The following week I spent three days sick with influenza. I was sure my fatigue the week before had been my body fighting this oncoming illness.

Enter Holy Week. As I stared down the barrel of a number of events to prepare for in April, I was living in the midst of a week that while very busy in the life of the church doesn’t require a lot of me other than showing up. The confirmation ministry for which I am responsible has spent the last five weeks attending Lenten worship and meeting in small groups to discuss our weekly dramas so I haven’t had to plan and prepare and also haven’t had the chance to teach, which drives me and brings me joy.

And while there was plenty of planning and preparing for things in April, I wanted to do none of it, or get out of bed for that matter – so much so that for two days this week I put off getting out of bed so long I didn’t have time to get ready and ended up working from home. And there’s nothing so wrong with working from home, but the guilt of not choosing to get out of bed and not showing up during a busy week in the life of the church weighed heavily on me. And the guiltier I felt the harder it was to snap out of it all.

So, I, too, find myself short of heaven.

And aren’t we all?

As we struggle with the evil that remains in this world – hatred, racism, persecution, xenophobia, poverty, war, homophobia, income inequality, misogyny, etc. – isn’t it clear that while “It is finished” for eternity, for today we continue to struggle against all that would pull us into the depths, all that would steal the beauty of our days, of our very lives?

And I am reminded of another of my favorites to follow on social media (@momastery) who speaks of these days. She speaks of being the kind of person who feels the energy of the world and seeks to channel her response into active engagement in God’s reconciling work in the world.
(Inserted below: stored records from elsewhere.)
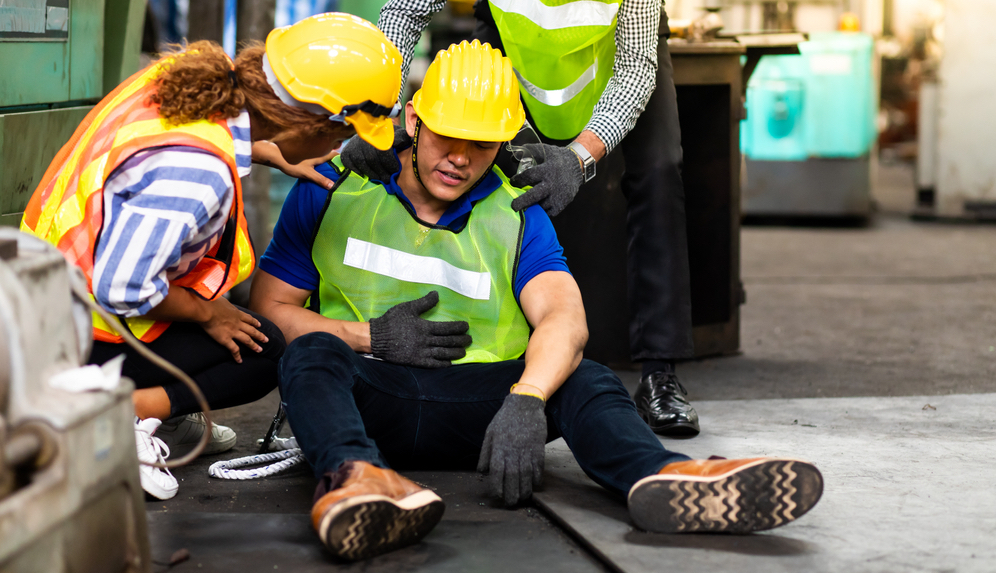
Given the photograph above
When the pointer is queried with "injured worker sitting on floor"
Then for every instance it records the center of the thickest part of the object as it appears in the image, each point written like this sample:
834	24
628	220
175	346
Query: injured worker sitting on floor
407	305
But, she is the first to admit that some days the waves consume and she has to be gentle with herself. Sometimes staring in to the brilliance of the resurrection and reconciliation while trying to throw off the oppressive weight of the world around us takes more than we have.

And this is good news for me.

I may think I should be capable of all this.

I may think the sheer power of my will should be enough.

But the reality so vibrantly presented in the death and resurrection of Christ –
Whether you shout, “He is Risen, Indeed. Hallelujah!” with confidence surrounded by plastic eggs and chocolate bunnies or whisper it defiantly in the face of deep despair and sorrow in the evil of this world –

It’s not on us.

God’s got this.

God always has and God always will.

This is the reality presented in the story of God’s people in the Old Testament – trying and failing, trying and failing, trying and failing all leading up to the introduction of Jesus – the messiah who would take the sin of the world upon himself.

The more I burden myself with the responsibility of “snapping out of it” to embrace the life God has prepared and invited me into, the less I understand resurrection.

The more I trust the God I believe in has the power to reconcile ALL of creation to Godself, the more I open myself to the opportunity for my own resurrection – from all that would pull me into despair.

I don’t have to resurrect myself.

And releasing my death grip on that reality opens the door for God to begin God’s reconciling work in my heart and my life once again.

He is risen indeed.

Clinging to the shoulders of Christ, I, too rise.